5. Lorsqu’une personne a été reconnue comme prioritaire et devant être logée ou relogée d’urgence par une commission de médiation, en application des dispositions de l’article L. 441-2-3 du code de la construction et de l’habitation, la carence fautive de l’Etat à exécuter cette décision dans le délai imparti engage sa responsabilité au titre des troubles dans les conditions d’existence résultant du maintien de la situation qui a motivé la décision de la commission, que l’intéressé ait ou non fait usage du recours prévu par l’article L. 441-2-3-1 du code de la construction et de l’habitation. Ces troubles doivent être appréciés en fonction des conditions de logement qui ont perduré du fait de la carence de l’Etat, de la durée de cette carence et du nombre de personnes composant le foyer du demandeur pendant la période de responsabilité de l’Etat, qui court à l’expiration du délai de trois ou six mois à compter de la décision de la commission de médiation que l’article R. 441-16-1 du code de la construction et de l’habitation impartit au préfet pour provoquer une offre de logement.


6. Comme il a été dit au point 1., M. E... n’a pas poursuivi l’exécution de la décision de la commission de médiation du 20 mai 2021 mais a fait le choix de saisir la commission d’une nouvelle demande le 20 octobre 2022. Les conclusions indemnitaires de M. E... sont par suite et en tout état de cause irrecevables. La commission de médiation a reconnu le 19 janvier 2023 le caractère urgent et prioritaire de la demande de M. E.... Il résulte de l’instruction que M. E... a accepté le 18 juin 2024 un logement adapté à ses besoins. La période d’indemnisation s’étend donc du 20 juillet 2023 au 18 juin 2024. Pendant cette période, M. D... était dépourvu de logement et hébergé chez un particulier. Cette situation a causé à l’intéressé des troubles de toute nature dans ses conditions d'existence. Dans les circonstances de l’espèce, il sera fait une juste appréciation du préjudice subi en fixant l’indemnisation due à la somme totale de 5 500 euros tous intérêts compris.
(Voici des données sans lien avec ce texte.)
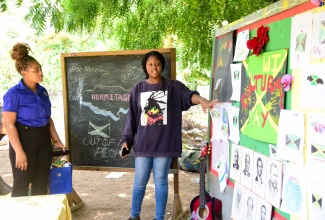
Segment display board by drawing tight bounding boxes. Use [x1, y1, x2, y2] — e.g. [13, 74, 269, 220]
[207, 0, 318, 219]
[61, 48, 176, 169]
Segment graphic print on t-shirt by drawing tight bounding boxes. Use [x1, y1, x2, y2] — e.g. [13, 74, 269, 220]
[140, 91, 168, 126]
Sur les frais liés au litige :

7. Il y a lieu, dans les circonstances de l’espèce, sous réserve que Me Haddou, avocate du requérant, renonce à percevoir la somme correspondant à la part contributive de l’Etat à l’aide juridictionnelle, de mettre à la charge de l’Etat le versement à Me Haddou de la somme de 1 000 euros en application de l’article 37 de la loi du 10 juillet 1991.



D E C I D E :


Article 1er : L’Etat est condamné à verser à M. E... la somme de 5 500 euros tous intérêts compris.
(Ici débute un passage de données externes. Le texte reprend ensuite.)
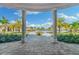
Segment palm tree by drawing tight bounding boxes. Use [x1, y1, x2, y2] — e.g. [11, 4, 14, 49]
[15, 20, 22, 32]
[57, 18, 64, 33]
[63, 23, 70, 31]
[71, 21, 79, 33]
[0, 16, 9, 31]
[9, 24, 16, 32]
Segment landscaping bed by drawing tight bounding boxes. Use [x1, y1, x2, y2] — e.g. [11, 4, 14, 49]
[57, 34, 79, 44]
[0, 33, 22, 43]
Article 2 : L’Etat versera à Me Haddou une somme de 1 000 euros en application des dispositions de l’article 37 de la loi du 10 juillet 1991, sous réserve que Me Haddou renonce à percevoir la somme correspondant à la part contributive de l’Etat.

Article 3 : Le surplus des conclusions de la requête est rejeté.

Article 4 : Le présent jugement sera notifié à M. B... E..., à Me Haddou et au ministre de la ville et du logement.

Copie en sera adressée à la préfète de l’Isère.


Rendu public par mise à disposition au greffe le 31 décembre 2025.


Le président,





J-P. Wyss
La greffière,





A. ZANON



La République mande et ordonne au ministre de la ville et du logement en ce qui le concerne ou à tous commissaires de justice à ce requis en ce qui concerne les voies de droit commun contre les parties privées, de pourvoir à l'exécution de la présente décision.